Creating habitat in our yards can help address the loss of biodiversity occurring in our area and across the planet.

Biodiversity loss and climate change are twin threats to the planet’s environment and must be addressed together.  This is the main message from a joint scientific report issued in 2021 by the intergovernmental scientific panels charged respectively with climate change (IPCC) and biodiversity and ecosystem services (IPBES).

Ecosystems depend on their biodiversity to function, sustain themselves, and deliver the services upon which life depends.When we allow one species to die, we erase the web of relationships it maintained in life, with consequences that scientists seldom understand,” wrote the noted biologist, Edmund O. Wilson, “… we break many threads, and change the ecosystem in ways still impossible to understand.”

Urbanization is the most obvious factor behind the loss of biodiversity in our area, although climate change plays a role, too.  Maryland is the fifth most densely populated state in the nation at 625 people per square mile.  In Montgomery County, the population density is 2,543.  Buildings, roads, and pavement have dramatically reduced the unbuilt land available for native habitat.

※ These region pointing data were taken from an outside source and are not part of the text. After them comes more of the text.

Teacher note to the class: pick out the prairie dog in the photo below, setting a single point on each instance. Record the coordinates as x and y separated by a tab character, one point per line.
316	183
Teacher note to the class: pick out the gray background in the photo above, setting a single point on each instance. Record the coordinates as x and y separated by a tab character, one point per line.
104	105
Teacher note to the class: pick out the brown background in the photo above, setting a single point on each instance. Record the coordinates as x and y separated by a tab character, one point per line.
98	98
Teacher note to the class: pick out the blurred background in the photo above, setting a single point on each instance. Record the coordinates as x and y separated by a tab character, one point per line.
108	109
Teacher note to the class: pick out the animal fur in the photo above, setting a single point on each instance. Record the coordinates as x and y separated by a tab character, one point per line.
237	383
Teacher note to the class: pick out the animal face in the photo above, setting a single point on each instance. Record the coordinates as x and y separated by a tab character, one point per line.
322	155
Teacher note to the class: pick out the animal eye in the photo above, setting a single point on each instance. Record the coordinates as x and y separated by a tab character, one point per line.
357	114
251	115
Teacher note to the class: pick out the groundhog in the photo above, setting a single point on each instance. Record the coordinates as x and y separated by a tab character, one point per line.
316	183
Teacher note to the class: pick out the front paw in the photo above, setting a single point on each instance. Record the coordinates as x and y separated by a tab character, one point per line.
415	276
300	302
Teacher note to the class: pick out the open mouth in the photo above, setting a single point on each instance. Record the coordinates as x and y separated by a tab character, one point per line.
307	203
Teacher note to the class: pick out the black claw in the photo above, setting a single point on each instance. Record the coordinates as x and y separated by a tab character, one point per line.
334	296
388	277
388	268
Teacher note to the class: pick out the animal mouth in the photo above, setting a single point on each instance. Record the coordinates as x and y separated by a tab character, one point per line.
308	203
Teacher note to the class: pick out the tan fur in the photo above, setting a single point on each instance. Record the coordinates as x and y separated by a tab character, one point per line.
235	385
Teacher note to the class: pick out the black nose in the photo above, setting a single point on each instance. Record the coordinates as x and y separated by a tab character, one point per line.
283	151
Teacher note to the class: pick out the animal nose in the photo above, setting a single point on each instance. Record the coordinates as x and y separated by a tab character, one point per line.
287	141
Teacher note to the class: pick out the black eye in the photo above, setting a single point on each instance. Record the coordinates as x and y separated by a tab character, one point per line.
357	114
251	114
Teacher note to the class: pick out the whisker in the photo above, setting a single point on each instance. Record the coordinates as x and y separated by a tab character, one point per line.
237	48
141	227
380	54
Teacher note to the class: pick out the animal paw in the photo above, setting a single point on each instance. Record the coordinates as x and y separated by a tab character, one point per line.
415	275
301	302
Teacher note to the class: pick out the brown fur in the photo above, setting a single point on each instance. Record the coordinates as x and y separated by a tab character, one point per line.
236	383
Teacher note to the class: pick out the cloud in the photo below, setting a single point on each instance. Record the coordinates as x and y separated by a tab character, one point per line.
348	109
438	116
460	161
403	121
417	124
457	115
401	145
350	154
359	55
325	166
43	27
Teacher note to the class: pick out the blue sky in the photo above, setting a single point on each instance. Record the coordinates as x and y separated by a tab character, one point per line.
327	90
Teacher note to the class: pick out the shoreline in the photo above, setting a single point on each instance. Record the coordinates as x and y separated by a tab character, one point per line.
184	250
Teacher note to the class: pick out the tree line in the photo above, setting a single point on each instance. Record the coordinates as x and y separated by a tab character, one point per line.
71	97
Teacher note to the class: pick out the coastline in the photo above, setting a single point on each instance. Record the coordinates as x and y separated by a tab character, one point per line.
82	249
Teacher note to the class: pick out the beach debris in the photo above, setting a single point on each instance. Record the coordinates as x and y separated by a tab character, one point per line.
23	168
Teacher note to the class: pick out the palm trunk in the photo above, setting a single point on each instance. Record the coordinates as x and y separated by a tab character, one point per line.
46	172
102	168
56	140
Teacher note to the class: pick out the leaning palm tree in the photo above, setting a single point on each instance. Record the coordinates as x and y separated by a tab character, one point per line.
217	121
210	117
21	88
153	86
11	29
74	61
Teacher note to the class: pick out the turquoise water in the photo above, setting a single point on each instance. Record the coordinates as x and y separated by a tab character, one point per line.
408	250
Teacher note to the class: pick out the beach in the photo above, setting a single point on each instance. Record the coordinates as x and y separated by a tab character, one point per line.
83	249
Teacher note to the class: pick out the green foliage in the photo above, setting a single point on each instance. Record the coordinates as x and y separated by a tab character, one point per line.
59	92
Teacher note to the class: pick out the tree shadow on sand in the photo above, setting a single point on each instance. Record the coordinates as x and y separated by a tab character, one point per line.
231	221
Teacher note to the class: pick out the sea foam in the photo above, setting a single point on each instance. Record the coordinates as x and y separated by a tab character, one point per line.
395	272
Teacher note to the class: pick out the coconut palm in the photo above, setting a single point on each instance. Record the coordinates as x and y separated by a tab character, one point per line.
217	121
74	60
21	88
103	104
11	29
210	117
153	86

It is not feasible for rural Maryland alone to provide sufficient space for biodiversity. Conventional agricultural practices, such as mono-cropping and pesticide use, limit the land in rural areas where native species can live. As a result, in rural areas as in urban areas, the land available to native species is often fragmented and small. Isolation of species in small land parcels reduces their population sizes. A population downswing can easily take a species below the critical population size necessary for survival.

In part, the solution lies in using our urban unbuilt spaces more wisely by planting them with native trees and other native plants. Native flora, even in urban areas, provides habitat for native fauna. The more unbuilt space we can plant with native plants, the more we connect otherwise fragmented green spaces

Native species foster biodiversity because they have vital interactions with so many other native species in an ecosystem. Species native to a specific area have evolved over millennia into an interrelated ecological system, an ecosystem. Countless evolutionary interactions among diverse native species underpin how well an ecosystem functions and can sustain itself.

For example, the larvae of the tawny emperor butterfly and the hackberry butterfly only eat the foliage of hackberry trees. The tawny emperor eats older foliage while the hackberry butterfly eats new leaves. If there are no or few hackberry trees, these two butterfly species will no longer be available to contribute to the food web and pollination in our area.

Non-native species have many fewer or no such species interactions. Non-native species are like cogs that don’t mesh well with the other gears in the system.

Planting native species in urban areas will provide a cascade of benefits to biodiversity throughout our region.  We will not see Maryland native black bears moving into Takoma Park, but we can provide habitat that maintains regional insect populations, which supply a surprising portion of a black bear’s diet.  We can also give food and shelter to exhausted Central American migratory birds, who land here each year in desperate need of a caterpillar supper.